Praticamente uma peça de teatro filmada, a produção dirigida por Daniel Filho tem o reforço de Tony Ramos no mesmo papel que interpretou na peça, do tenente e interrogador alfandegário da polícia Segismundo. “Tony e eu somos que nem um time de futebol. Quando os jogadores jogam juntos há tanto tempo e voltam a bater uma bolinha de novo, já rola um entendimento”, ressalta Stulbach. E complementa: “A gente fez muito tempo a peça juntos. Foram três anos de convivência. Mas o fato de nos encontrarmos depois de tanto tempo, mais preparados, e sabendo que provavelmente estaríamos interpretando esses personagens pela última vez, deu um caldo todo diferente.”
O paulistano ainda contou com uma ajudinha especial de sua mãe, Ewa Stulbach, uma arquiteta e pintora que nunca estudou teatro e que contracena com o filho em vários momentos. “Durante os ensaios, o Daniel comentou que precisava de um personagem que falasse polonês e que não estava encontrando a atriz. Daí falei: ‘Olha, conheço uma pessoa que fala a língua e tem o perfil do filme’. Fiz o convite, e, para minha surpresa, ela topou na hora”, conta.
“A história é bem parecida com a nossa experiência de vida, da nossa família. Quando estávamos filmando a cena no navio, minha mãe virou pra mim e falou: ‘Se fosse fazer um personagem da minha vida seria este, e neste lugar, pois foi isso que vivi’. Foi algo muito forte para nós.
”Assim como Clausewitz, um homem que foi desrespeitado e maltratado, Stulbach já sentiu algo parecido na vida real quando interpretou seu personagem mais popular, o perturbado e violento Marcos, que agredia sua ex-mulher na novela Mulheres Apaixonadas (2003). Na época, o ator chegou a ser hostilizado várias vezes em público pelas fiéis seguidoras que acompanhavam a trama. “As pessoas não me conheciam direito e tinham certo receio de que eu fosse mesmo aquele cara. Hoje em dia as pessoas apenas brincam, pois têm mais referências dos meus trabalhos, de outros personagens, inclusive de Clausewitz”, diz.
“Esse filme é o tipo de trabalho que quero ter como artista. Também é como uma garrafinha que foi jogada no oceano e que segue viagem com a história deste espetáculo.” Ou seja, com esta afirmação, se há mesmo um homem feliz no mundo, ou pelo menos no Brasil, ele pode muito bem se chamar Dan Stulbach.

DO PALCO PARA AS TELAS
O cinema brasileiro sempre encontrou inspiração no teatro

BEIJO NO ASFALTO - Foi um escândalo em 1960 a primeira montagem da peça de Nelson Rodrigues. Tarcísio Meira e Ney Latorraca dão o beijo no filme de 1980.

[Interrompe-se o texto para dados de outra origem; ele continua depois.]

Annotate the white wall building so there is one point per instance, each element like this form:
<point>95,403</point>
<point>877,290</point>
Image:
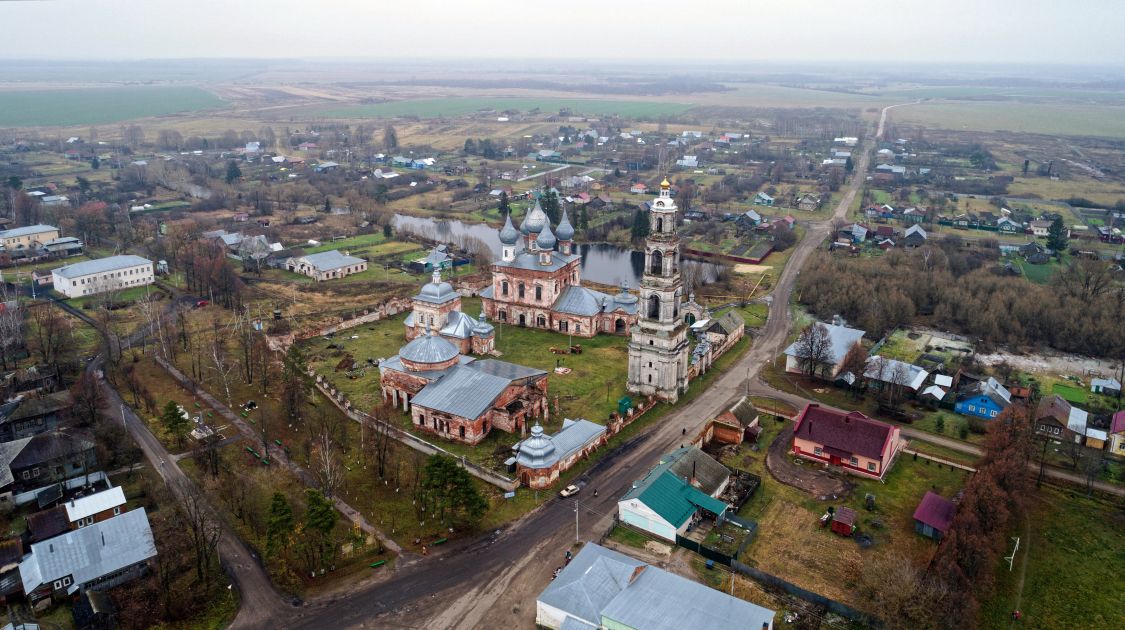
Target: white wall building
<point>102,275</point>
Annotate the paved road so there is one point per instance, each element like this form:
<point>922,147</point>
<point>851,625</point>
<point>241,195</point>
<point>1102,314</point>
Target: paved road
<point>494,583</point>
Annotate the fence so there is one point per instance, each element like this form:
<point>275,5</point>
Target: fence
<point>816,599</point>
<point>414,441</point>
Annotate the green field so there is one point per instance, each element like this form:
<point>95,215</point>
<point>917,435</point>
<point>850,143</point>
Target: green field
<point>1079,119</point>
<point>437,108</point>
<point>33,108</point>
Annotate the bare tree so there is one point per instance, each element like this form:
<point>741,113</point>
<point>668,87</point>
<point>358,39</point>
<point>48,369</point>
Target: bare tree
<point>815,350</point>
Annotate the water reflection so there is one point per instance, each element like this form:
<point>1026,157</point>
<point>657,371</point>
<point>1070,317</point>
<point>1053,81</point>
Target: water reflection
<point>601,262</point>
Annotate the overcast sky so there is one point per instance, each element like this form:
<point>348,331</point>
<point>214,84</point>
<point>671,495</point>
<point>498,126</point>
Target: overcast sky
<point>1085,32</point>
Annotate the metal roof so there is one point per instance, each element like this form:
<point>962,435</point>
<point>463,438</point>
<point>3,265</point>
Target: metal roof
<point>542,451</point>
<point>429,349</point>
<point>601,583</point>
<point>26,231</point>
<point>330,260</point>
<point>111,263</point>
<point>98,502</point>
<point>842,338</point>
<point>530,261</point>
<point>90,552</point>
<point>462,392</point>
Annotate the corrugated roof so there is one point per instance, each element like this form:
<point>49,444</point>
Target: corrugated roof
<point>935,511</point>
<point>330,260</point>
<point>111,263</point>
<point>852,432</point>
<point>26,231</point>
<point>90,552</point>
<point>98,502</point>
<point>462,392</point>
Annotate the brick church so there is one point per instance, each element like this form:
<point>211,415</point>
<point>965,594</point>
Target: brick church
<point>537,282</point>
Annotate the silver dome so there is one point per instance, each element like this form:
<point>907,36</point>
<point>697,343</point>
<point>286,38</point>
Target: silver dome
<point>546,240</point>
<point>534,221</point>
<point>565,231</point>
<point>429,349</point>
<point>507,234</point>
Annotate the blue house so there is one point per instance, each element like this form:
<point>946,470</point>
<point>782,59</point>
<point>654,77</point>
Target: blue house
<point>987,399</point>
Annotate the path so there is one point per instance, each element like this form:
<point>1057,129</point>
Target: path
<point>277,455</point>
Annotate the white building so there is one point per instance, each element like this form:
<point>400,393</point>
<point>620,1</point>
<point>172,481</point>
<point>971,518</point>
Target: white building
<point>102,275</point>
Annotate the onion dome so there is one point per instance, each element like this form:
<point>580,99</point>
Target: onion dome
<point>429,349</point>
<point>565,231</point>
<point>435,290</point>
<point>507,234</point>
<point>537,451</point>
<point>546,241</point>
<point>534,221</point>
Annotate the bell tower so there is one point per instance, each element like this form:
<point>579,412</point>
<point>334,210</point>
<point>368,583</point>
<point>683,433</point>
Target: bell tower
<point>658,351</point>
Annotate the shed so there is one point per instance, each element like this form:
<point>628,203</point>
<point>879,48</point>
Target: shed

AUTO DA COMPADECIDA - Em 1955, Ariano Suassuna escreveu uma das peças mais populares do Brasil e que foi adaptada para TV e cinema com grande elenco em 2000.

TRAIR E COÇAR É SÓ COMEÇAR - Escrita por Marcos Caruso em 1986, é a peça que está há mais tempo em cartaz no mundo (24 anos) e ganhou os cinemas em 2006.

QUERÔ - A vida sofrida do garoto interpretado nas telas por Maxwell Nascimento em 2007 foi escrita por Plínio Marcos para a montagem do ano de 1976.